The immediacy and informal nature of this popular social media tool is changing the way these health workers practice, saving lives, and opening the door to real-time support and mentorship.
This is just one way WhatsApp is being used for public health programs and adapted in increasingly sophisticated ways to improve health care in low-resource settings. In Kenya, it’s similarly connecting community health workers to their supervisors and to timely advice. In Brazil, the app helped doctors detect Zika and track the virus’s spread to different regions.
This is not a story about scaling up a promising, new technology to deliver care. It’s about the meaningful ways in which a tool that one billion people are already using can be applied to nurture dialogue, commitment, and trust among a group of isolated practitioners. But we need more data and a better understanding of what works, why, and what conditions are necessary for success.
Because mixing social media and health care can also lead to pitfalls. In the US and other countries, guidance exists to help health workers navigate appropriate use and avoid ethical and professional risks.
But it’s clear for this group of nurses, who are learning the fundamentals of leadership in rural Zambia, the risks of practicing in isolation are too high to ignore their success and how it could work for health workers elsewhere.

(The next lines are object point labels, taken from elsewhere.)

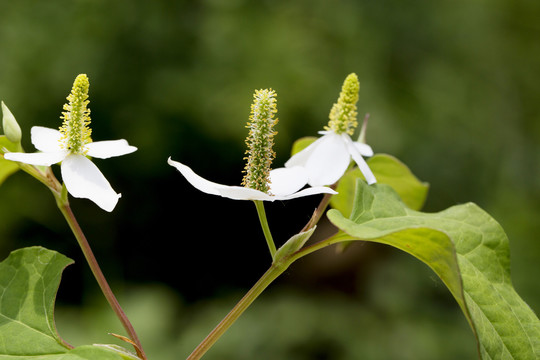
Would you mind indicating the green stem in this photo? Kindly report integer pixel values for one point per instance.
(268, 277)
(100, 278)
(266, 229)
(277, 268)
(271, 274)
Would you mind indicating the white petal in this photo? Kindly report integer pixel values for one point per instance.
(46, 139)
(307, 192)
(302, 157)
(110, 148)
(328, 161)
(198, 182)
(244, 193)
(42, 159)
(84, 180)
(364, 149)
(362, 164)
(285, 181)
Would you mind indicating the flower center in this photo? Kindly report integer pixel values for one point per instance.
(74, 129)
(260, 141)
(343, 113)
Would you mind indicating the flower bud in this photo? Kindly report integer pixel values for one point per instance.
(12, 130)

Millions of frontline providers bear the enormous responsibility of delivering high-quality primary health care to their communities, and sometimes being the only person there when a life-or-death situation comes through the clinic door. If tools like WhatsApp can support these health workers and save lives, then it’s time to systematically analyze what we already know about their use in low-resource settings and start scaling up this scaled-down use of a ubiquitous tool.
The course was developed in response to research carried out by the Primary Health Care to Communities (PHC2C) partnership. The partnership formed in 2014 to advance universal health coverage and the Sustainable Development Goals by strengthening support to nurses and midwives so they can effectively lead frontline teams to deliver high-quality care to communities. The five core organizations—IntraHealth International, the International Council of Nurses, mPowering Frontline Health Workers, the University of Zambia, and the Dalhousie University WHO/PAHO Collaborating Centre for Health Workforce Planning and Research—worked with Zambia’s Ministry of Health and General Nursing Council to improve primary health care at the community level. In 2015, Johnson & Johnson joined the partnership to support first-phase research in Zambia on the role of nurses and midwives at the community level.